Six estados entraram com ação na justiça contra a administração de Donald Trump, contestando a decisão de cancelar um grande contrato de lease de energia eólica offshore, ao largo da costa de Nova York. O acordo, anunciado em março, previa pagamento de quase US$ 1 bilhão à TotalEnergies para encerrar dois parques eólicos offshore usados para Nova York e Carolina do Norte. A motivação seria encerrar projetos e investir em óleo e gás.
A ação é liderada pela procuradora-geral de Nova York, Letitia James, e envolve Connecticut, Maine, Massachusetts, New Jersey, Rhode Island e Vermont. Segundo a queixa, o acordo violaria a Outer Continental Shelf Lands Act e a Judgment Fund Act, entre outras alegações, e busca derrubar o acordo, suspender o cancelamento da concessão e impedir novas medidas.
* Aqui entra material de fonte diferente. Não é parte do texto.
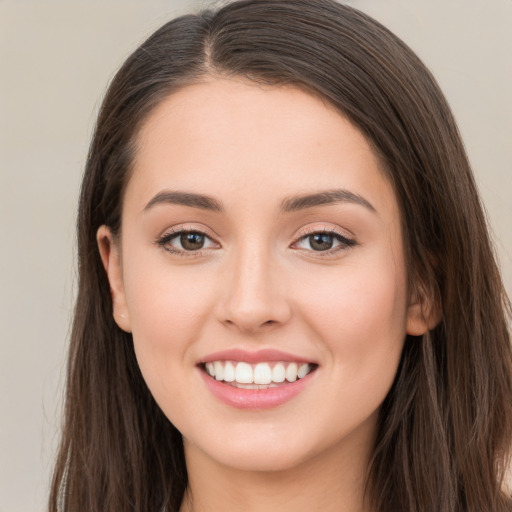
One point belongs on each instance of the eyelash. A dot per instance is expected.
(164, 241)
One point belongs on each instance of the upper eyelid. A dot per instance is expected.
(302, 233)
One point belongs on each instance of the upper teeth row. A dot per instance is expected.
(261, 373)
> O contexto legal inclui decisões judiciais anteriores que consideraram ilegais ordens executivas e diretivas de paralisação de parques eólicos offshore. A administração argumenta que o vento offshore é caro, instável e subsidionado, e que o acordo evita custos aos contribuintes.
A Procuradoria aponta ainda que o acordo poderia eliminar mil empregos sindicados e reduzir o acesso de Nova York a energia limpa e acessível, segundo a ação. O Departamento do Interior divulgou, à época, que o acordo representaria uma vitória para o acesso a energia confiável e de custo menor, segundo autoridades da pasta.
> Grupos ambientais defenderam o valor da energia eólica offshore, ressaltando que a retirada do parque prejudicaria consumidores com contas de luz mais altas, conforme a visão de representantes da Oceantic Network.